This unaudited pro forma condensed combined financial information was prepared in accordance with Accounting Standards Codification Topic 805, formerly Statement of Financial Accounting Standards No. 141 (revised 2009), “Business Combinations,” using the acquisition method of accounting, with Perfumania considered the acquirer of Parlux.

The consideration paid by Perfumania in the merger has been allocated to the assets and liabilities of Parlux based upon their estimated fair values as of the date of completion of the merger. Perfumania has engaged independent consultants to assist in the determination of the fair value of Parlux’s assets and liabilities and the related allocation of purchase price but has not completed that process. Therefore, the adjustments to estimated fair value included with this filing are based on a preliminary review of Parlux’s net assets. The accompanying unaudited pro forma condensed combined balance sheet has been adjusted to reflect the preliminary allocation of the purchase price to identifiable net assets acquired and the excess purchase price to goodwill. A final determination of the fair value of Parlux’s assets and liabilities will be based on the actual net tangible and intangible assets and liabilities of Parlux as of the date of completion of the merger and will be subject to further adjustments as additional information becomes available and as additional analyses are performed. Accordingly, there can be no assurance that the final valuations will not result in changes, which could be material.

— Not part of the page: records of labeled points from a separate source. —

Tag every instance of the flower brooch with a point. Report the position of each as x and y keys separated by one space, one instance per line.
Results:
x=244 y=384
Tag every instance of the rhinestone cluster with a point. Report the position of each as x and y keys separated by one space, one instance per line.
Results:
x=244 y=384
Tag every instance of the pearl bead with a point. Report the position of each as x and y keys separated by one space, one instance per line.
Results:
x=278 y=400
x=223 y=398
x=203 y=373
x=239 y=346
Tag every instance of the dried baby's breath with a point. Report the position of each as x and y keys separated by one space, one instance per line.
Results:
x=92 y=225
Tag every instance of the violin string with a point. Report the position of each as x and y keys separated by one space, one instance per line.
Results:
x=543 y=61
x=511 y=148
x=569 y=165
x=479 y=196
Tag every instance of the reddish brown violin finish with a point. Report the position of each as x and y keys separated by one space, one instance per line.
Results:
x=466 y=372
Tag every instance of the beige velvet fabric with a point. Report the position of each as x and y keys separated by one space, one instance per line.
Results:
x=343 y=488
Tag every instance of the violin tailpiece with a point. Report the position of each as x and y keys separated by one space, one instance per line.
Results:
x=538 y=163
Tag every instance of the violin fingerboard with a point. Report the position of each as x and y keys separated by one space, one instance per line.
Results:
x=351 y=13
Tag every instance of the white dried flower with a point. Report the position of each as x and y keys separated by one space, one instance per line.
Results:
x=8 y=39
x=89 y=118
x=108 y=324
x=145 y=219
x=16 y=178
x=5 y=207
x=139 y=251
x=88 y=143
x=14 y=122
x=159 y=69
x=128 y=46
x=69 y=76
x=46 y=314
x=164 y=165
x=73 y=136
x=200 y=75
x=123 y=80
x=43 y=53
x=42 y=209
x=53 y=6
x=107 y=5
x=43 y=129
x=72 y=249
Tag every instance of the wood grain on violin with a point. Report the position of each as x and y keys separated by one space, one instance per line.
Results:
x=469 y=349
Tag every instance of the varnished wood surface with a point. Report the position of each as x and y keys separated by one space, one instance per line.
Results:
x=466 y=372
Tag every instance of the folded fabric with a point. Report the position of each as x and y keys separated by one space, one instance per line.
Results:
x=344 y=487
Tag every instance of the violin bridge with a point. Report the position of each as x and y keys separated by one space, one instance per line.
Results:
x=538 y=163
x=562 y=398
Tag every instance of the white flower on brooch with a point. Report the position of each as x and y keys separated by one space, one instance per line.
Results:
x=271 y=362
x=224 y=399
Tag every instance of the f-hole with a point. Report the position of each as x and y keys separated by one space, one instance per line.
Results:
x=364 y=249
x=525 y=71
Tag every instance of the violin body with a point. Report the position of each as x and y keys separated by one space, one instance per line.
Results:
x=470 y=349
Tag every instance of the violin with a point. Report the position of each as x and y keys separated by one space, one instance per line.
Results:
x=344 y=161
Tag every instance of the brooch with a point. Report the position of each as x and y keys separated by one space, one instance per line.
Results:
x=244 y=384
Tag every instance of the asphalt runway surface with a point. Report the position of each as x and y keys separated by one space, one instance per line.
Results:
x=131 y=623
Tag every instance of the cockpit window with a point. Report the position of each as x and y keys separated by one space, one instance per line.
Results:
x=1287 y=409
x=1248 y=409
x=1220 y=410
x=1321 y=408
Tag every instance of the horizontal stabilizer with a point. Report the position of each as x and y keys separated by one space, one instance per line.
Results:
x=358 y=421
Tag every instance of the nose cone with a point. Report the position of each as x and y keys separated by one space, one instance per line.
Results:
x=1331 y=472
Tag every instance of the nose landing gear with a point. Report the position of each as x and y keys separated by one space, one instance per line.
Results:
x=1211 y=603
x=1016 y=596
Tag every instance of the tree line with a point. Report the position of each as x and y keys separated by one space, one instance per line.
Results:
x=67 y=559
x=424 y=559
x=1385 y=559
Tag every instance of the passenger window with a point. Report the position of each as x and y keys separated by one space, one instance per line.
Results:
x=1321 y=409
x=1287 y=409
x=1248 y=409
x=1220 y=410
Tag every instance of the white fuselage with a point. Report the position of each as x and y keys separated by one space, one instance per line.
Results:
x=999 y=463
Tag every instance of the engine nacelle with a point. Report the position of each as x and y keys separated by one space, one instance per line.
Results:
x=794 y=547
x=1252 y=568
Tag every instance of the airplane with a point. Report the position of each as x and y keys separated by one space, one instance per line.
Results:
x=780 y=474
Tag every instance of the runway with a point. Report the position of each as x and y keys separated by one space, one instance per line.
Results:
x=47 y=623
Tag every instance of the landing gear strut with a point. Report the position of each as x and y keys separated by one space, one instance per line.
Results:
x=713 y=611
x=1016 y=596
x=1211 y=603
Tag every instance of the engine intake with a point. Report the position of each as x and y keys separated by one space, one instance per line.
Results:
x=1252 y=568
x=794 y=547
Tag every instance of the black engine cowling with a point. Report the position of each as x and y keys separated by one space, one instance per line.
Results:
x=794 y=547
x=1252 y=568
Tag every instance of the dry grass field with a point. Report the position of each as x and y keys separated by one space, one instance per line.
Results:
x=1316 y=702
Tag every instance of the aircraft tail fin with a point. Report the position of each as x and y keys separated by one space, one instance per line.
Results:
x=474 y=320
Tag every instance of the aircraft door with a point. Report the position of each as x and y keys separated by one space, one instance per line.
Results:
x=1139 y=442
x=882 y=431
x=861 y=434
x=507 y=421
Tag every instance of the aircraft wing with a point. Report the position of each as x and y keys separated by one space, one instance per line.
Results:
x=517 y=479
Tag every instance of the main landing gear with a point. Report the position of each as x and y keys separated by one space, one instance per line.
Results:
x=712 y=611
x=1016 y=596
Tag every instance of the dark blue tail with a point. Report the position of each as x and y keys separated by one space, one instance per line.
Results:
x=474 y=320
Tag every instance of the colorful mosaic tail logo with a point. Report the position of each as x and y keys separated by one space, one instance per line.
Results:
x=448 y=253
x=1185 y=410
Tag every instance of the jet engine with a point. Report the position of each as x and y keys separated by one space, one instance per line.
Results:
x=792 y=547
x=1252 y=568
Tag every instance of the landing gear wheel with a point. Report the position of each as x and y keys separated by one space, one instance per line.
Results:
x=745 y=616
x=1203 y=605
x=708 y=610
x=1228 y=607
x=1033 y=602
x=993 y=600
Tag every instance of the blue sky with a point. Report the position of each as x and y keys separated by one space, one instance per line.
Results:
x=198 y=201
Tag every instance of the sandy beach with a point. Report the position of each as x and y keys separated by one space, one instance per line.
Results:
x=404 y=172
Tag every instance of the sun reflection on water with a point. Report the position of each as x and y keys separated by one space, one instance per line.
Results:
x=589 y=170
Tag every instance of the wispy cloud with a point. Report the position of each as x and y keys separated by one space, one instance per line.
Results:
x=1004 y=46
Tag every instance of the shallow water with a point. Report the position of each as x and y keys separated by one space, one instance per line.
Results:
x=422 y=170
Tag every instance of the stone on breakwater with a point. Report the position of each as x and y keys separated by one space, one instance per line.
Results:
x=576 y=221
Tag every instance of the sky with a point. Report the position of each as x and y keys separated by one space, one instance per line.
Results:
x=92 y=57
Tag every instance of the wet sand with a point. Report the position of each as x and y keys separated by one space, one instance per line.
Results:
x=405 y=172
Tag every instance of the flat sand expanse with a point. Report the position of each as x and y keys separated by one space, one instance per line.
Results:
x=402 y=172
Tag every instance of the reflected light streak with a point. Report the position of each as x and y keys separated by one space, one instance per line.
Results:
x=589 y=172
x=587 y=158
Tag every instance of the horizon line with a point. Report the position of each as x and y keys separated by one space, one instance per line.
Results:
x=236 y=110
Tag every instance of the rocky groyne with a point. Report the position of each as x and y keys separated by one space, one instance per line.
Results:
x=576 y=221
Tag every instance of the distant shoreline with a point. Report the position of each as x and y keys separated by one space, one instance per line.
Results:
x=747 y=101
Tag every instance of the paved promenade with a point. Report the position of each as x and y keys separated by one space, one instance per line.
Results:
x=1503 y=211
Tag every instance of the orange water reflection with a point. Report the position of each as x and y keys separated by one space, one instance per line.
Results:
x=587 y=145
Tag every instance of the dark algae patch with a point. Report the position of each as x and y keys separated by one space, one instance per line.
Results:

The purchase price allocation in these unaudited pro forma condensed combined financial statements is based upon a purchase price of $140.2 million. This amount was derived as described below in accordance with the merger consideration discussed above and described in more detail in the merger agreement, based on the number of outstanding shares of Parlux’s common stock at April 18, 2012, and a price per share of Perfumania’s common stock of $9.38, the closing sale price of Perfumania’s common stock on April 18, 2012.

The preliminary purchase price is calculated as follows (in thousands except for price per share):






Perfumania shares issued
 
6,314

Perfumania stock price April 18, 2012
 
$
9.38

 
 
$
59,225

Cash proceeds from note payable to affiliate
 
30,000

Cash proceeds from bank credit facility
 
32,100

Fair value of Perfumania's stock options and warrants issued in connection with the merger
 
18,914

Total Consideration
 
$
140,239



The table below presents a preliminary allocation of the total consideration to Parlux's tangible and intangible assets and liabilities based on Perfumania management's preliminary estimate of their respective fair values as of December 31, 2011:
(in thousands)
 
 
Cash
 
$
22,987

Accounts receivable
 
23,502

Inventories
 
58,217

Other current assets
 
20,284

Property and equipment
 
1,292

Other non-current assets
 
615

Identified intangible assets
 
20,650

Goodwill
 
23,779

Accounts payable
 
(15,862
)
Deferred tax liabilities
 
(12,692
)
Other liabilities assumed
 
(2,533
)
Total estimated purchase price
 
$
140,239



Upon completion of the fair value assessment, it is anticipated that the ultimate purchase price allocation will differ from the preliminary assessment outlined above. Any changes to the initial estimates of the fair value of the assets and liabilities will be recorded as adjustments to those assets and liabilities and residual amounts will be allocated to goodwill.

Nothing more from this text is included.